The current study has several limitations. Firstly, as a retrospective study, the data was collected from a preselected patient population, thereby restricting patient inclusion. Given that our study was a single-center analysis, it would be useful to consider including samples from other centers or collecting data from new patients in our center for external validation to provide further verification in terms of the robustness and generalizability of the models developed. Admittedly, due to the retrospective nature of our study and the unavailability of raw data, we did not perform the repeatability of radiomics features in the current analysis.

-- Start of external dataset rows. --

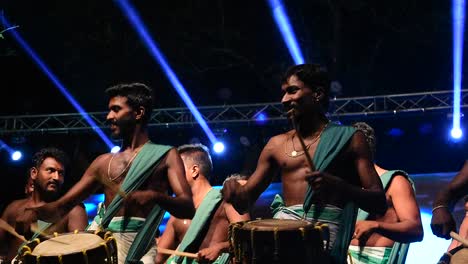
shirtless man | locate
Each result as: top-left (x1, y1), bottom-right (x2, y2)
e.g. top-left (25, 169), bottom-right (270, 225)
top-left (156, 144), bottom-right (250, 263)
top-left (20, 83), bottom-right (195, 263)
top-left (0, 148), bottom-right (88, 261)
top-left (223, 64), bottom-right (387, 263)
top-left (431, 160), bottom-right (468, 239)
top-left (350, 122), bottom-right (423, 264)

A feature repeatability assessment is, nevertheless worth considering in future studies to ensure reliable performance of the generated radiomics models22,23. Furthermore, although the study involved a limited number of patients who underwent 2 PET scans, the sample size corresponds to the typical range of longitudinal case numbers observed in rare diseases such as glioma35,36,37, and therefore reflects real life conditions. It is important to highlight that the primary objective of this study was to investigate the potential additive value of radiomics changes over time for predicting PFS in a small cohort of rare cancer patients. To address this, we implemented a robust pipeline and employed two distinct strategies, both of which yielded similar results, confirming the efficacy of the default strategy for delta radiomics.

Conclusion

This study highlights the considerable potential of delta radiomics analysis when applied to a relatively small cohort of patients with rare HGG disease, and demonstrates its superior performance compared to both delta conventional features and single-point radiomics features. The proposed pipeline, assessed through robustness criteria and adapted to small case numbers, needs to be evaluated in other cancer indications to confirm the effectiveness of delta radiomics. Such analyses may lead to the development of novel prognostic biomarkers for patients with rare cancers.